On the last point I cannot believe I forgot this because it was during RCIA inquiry as I was waiting to enter the Church that this came to the fore. Those running the enquiry were flat out preachng universal salvation to some (other) protestants who were thinking of converting. I got mad at this, and me and a retired Marine Colonel picked up our copies of the CCC and found and read out the relevant section(s). They hate that! LOL. Anyway, I gave that copy away, and the new one I have is all boxed up ready for moving house so I can't lay my hands on it, but I am sure its in there!

Q. If I am wrong, or, out of balance, I am sorry. I am just trying to harmonize in my own very limited way all the Church teaches in line with what Our current Holy Father has called for guarding against this idea of "rupture" he has talked about.

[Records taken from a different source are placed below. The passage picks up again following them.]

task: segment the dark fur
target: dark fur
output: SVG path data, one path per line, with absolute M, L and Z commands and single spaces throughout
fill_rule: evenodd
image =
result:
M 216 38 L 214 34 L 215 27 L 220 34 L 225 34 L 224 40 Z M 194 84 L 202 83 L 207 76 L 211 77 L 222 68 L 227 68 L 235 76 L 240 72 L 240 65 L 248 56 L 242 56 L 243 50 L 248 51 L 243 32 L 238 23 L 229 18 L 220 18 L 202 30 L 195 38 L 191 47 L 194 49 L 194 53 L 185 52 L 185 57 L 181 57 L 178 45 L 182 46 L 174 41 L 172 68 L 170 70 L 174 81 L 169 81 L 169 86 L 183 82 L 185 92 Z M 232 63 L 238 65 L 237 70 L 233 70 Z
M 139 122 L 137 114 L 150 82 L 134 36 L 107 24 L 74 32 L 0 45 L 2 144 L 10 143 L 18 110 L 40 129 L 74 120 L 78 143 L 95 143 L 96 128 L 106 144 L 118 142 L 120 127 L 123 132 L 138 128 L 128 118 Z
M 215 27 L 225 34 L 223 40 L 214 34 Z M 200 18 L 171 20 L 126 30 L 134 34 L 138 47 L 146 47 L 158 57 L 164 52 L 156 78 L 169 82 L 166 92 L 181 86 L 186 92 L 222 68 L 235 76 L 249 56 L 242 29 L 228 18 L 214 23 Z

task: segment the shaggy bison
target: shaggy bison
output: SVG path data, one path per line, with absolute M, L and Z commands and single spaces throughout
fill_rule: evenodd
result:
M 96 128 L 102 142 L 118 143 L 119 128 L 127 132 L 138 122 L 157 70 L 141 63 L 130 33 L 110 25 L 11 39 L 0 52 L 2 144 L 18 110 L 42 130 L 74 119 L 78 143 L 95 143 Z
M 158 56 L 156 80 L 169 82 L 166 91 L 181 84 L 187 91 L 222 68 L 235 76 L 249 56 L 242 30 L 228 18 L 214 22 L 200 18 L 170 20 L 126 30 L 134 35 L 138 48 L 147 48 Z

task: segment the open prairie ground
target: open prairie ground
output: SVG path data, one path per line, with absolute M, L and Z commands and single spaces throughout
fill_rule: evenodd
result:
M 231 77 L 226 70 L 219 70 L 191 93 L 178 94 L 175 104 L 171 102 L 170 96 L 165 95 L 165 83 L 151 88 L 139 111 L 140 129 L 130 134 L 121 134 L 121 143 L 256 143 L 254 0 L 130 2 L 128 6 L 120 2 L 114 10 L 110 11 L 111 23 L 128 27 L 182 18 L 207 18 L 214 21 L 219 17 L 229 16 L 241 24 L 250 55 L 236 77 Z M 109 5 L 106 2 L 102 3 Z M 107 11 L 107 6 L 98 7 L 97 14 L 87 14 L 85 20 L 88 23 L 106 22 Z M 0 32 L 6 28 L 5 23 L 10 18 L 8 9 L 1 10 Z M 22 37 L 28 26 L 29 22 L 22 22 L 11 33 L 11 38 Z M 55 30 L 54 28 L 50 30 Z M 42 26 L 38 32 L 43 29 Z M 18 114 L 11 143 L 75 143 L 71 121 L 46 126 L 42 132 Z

I like you website, I've been reading it for months from here on the east coast and you guys over there who put up with Messrs Mahoney and Brown are awesome Catholics.

cheers.

8:37 AM  
Blogger Jyoz said...

I too am anoyed by this, I also being a Roman Catholic, in fact Catholic's are the largest Christian denomination making up over half of the world's Chrisitans. Catholics, Orthodox, Baptists, Methodists, Lutheran, Angleicans, and so on, we are all Christians! I just don't understand why people insult Catholics, yet they don't know what we are.